Donavan lights a second cigarette. He begins to think like a true detective. He realizes that bears are all naturally territorial creatures, no matter how much intelligence they may possess. For the first time in his interrogation of the bear, he has found some solid ground in which he could make the beast crack.
“So I guess you didn’t mind Goldilocks rocking the chairs back and forth?”
The bear starts showing actual signs of aggression on his face.
“My chairs.”
“And I suppose you didn’t mind her tasting your porridges?”
“My porridges.” Mr. Bear was getting increasingly aggressive.
“And I guess you didn’t mind her usin your beds, right?”
Mr. Bear snapped. “My Beds! She got her scent in my scents! She invaded my territories! She had to die! SHE HAD TO DIE!”
Mr. Bear began to roar with intense ferocity. He broke through his chains and swiped the chair away. Donavan backed away and pulled out his gun. The chief in the observation room ran out to get help. The bear stood up on his hind legs and was ready to deal a fatal swipe to the detective. Before they could do that, Donavan fired a bullet right between the bear’s eyes .The bear plopped to the ground, not moving. Donavan stood still, looking at the immense dead creature at his feet. His half burnt cigarette fell from his mouth. The chief ran in, accompanied by two officers.
“That was a close one,” said the chief, wiping the sweat from his brow. “eh boyo?”
“Sure was chief,” said Donavan after a long pause. “ That animal needed to be put down anyways.”
The police chief patted Donavan on the back.

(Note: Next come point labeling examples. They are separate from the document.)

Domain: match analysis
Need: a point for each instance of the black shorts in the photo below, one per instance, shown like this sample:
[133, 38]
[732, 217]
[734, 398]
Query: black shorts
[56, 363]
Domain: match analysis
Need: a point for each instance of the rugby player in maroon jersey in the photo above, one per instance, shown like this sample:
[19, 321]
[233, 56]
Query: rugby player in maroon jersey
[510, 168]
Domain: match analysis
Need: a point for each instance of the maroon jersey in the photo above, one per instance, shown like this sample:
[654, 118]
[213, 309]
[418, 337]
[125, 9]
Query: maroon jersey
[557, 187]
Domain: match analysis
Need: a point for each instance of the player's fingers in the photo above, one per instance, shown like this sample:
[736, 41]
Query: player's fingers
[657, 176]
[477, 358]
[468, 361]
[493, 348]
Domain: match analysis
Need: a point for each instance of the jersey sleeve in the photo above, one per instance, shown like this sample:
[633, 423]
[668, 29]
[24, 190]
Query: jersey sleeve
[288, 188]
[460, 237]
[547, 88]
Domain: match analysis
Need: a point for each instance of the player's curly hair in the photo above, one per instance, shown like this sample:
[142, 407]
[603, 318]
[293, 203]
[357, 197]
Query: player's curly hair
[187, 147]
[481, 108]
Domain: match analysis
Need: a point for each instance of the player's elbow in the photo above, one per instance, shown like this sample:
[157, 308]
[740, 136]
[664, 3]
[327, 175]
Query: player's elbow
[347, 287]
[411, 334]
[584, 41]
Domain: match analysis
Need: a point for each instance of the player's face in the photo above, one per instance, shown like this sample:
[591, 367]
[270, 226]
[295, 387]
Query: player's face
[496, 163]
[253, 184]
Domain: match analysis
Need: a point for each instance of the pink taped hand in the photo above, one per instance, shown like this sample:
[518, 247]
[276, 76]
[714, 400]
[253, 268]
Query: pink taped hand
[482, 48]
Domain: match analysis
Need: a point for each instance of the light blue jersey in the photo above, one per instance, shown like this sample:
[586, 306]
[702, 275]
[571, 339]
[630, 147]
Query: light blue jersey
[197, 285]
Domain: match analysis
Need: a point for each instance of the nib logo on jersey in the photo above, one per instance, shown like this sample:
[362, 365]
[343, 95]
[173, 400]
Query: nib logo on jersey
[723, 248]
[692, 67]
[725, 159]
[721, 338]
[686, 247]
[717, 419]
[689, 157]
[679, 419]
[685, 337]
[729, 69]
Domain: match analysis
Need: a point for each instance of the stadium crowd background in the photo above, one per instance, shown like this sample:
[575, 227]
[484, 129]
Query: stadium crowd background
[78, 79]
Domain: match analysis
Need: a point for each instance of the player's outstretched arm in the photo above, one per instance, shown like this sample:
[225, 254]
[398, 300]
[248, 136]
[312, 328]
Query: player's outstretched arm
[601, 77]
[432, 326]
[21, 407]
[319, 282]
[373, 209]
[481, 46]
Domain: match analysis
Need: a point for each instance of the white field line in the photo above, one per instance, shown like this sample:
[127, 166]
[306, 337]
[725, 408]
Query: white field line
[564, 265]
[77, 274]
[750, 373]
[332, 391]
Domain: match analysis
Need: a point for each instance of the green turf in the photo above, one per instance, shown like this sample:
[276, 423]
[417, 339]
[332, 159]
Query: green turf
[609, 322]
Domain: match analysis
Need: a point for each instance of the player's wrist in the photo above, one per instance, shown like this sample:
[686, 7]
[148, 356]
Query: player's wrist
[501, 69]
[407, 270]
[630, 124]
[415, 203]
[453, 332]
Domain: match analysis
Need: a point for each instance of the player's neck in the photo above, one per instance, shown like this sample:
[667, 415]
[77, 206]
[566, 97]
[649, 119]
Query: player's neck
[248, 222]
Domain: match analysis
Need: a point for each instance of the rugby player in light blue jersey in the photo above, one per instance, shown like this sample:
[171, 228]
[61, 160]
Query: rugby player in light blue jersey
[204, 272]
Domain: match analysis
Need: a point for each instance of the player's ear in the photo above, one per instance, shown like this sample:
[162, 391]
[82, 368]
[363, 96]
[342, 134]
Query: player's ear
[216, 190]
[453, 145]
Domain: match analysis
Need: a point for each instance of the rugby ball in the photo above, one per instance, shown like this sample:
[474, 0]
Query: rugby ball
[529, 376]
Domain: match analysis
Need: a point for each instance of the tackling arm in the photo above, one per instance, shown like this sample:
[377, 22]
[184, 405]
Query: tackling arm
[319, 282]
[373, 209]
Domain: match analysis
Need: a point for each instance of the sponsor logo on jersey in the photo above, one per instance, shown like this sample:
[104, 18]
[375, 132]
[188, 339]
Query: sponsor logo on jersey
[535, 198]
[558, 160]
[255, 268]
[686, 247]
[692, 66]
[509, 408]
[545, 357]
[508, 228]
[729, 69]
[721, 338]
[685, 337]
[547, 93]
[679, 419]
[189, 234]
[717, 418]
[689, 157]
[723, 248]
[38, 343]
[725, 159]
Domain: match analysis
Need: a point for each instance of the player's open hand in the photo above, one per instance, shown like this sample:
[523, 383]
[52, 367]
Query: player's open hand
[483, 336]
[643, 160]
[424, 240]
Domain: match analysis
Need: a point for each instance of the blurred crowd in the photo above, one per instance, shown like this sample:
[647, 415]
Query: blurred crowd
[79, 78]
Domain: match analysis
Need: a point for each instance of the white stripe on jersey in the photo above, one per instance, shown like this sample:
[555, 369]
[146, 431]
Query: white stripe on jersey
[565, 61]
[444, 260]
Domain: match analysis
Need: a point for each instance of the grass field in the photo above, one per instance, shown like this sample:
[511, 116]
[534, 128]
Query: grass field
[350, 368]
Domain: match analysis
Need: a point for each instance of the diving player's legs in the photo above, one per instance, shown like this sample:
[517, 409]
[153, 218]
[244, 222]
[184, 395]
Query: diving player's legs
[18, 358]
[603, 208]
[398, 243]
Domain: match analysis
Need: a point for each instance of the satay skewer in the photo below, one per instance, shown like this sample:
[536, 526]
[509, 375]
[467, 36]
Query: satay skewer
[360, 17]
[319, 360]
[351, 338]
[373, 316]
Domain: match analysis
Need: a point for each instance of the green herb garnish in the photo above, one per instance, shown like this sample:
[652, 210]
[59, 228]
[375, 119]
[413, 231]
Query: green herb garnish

“Very nice work getting the confession. Pretty surprised how stubborn he was. Well, we will send him to Goldilocks parents as a nice bear rug for them. Maybe they can place him by their bed. His wife will be sent to a Romanian circus and his son will be sent to the zoo, hopefully he can become a real bear like nature intended. In the meantime, I got another assignment for you. It’s a suicide of a Mr. Humpty dumpty. I want you to investigate it, I suspect some foul play boyo.”
“You got it chief.”
The chief and officers vacate the room. Donavan continued to stand in front of the dead bear, staring into its dead eyes.
“Lying, murders, and bears.” Donavan lights another cigarette and puffs a thick cloud of smoke. “Oh my.”